Qu’est-ce qui m’a poussée, ce jour-là, à poser une question en classe ? Je pense que c’était un conflit intérieur violent : on m’explique qu’il existe un signe pour l’appartenance et un autre pour l’inclusion, et on note deux ensembles qui contiennent des objets de même nature avec des notations différentes. Il faudrait savoir : suis-je en train de découvrir la rigueur et la beauté d’un langage, ou en fait est-ce du grand n’importe quoi ?

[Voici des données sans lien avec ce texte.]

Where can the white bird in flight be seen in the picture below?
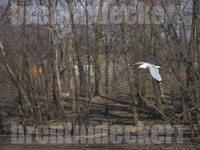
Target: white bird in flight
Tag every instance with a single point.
(154, 70)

Alors je lève la main. Je vous jure, je m’en souviens. C’était il y a 36 ans (36 ans!!!), et je m’en souviens très clairement tellement j’avais la trouille. Madame Grégoire me donne la parole, je demande : “pourquoi là on met des virgules, et là des point-virgule ?”. Madame Grégoire me fixe, je transpire, elle me demande comment je m’appelle, je réponds dans un état proche du liquide, et elle me dit : ” Très bonne remarque. En fait on devrait mettre des virgules car pour séparer des éléments de même nature on met des virgules, mais j’ai peur que vous confondiez avec les décimaux et du coup, je mélange les deux et ce n’est pas bien. On va mettre des points-virgules partout et tu vas retenir que ça devrait être des virgules.”

Là, j’ai compris un truc de fou : faire des maths et enseigner les maths, ce n’est pas pareil, et madame Grégoire vient de me le révéler. Je me sentais digne du secret de l’univers qu’elle venait de me confier.

Accessoirement, j’avais posé une question qui en valait la peine, à mes yeux, et j’étais drôlement soulagée.

Mon mémoire de stage pour le CAPES portait sur “les mots en maths”, j’ai enseigné les maths à des malentendants, en DNL en allemand, et hier j’ai terminé le document “Verbaliser en mathématiques” pour la mallette, avec Nourdin.

Comme quoi, il y a des constantes.

Bon, je retourne à ma boîte de Problèmes par l’image.

Avec une pensée reconnaissante pour madame Grégoire.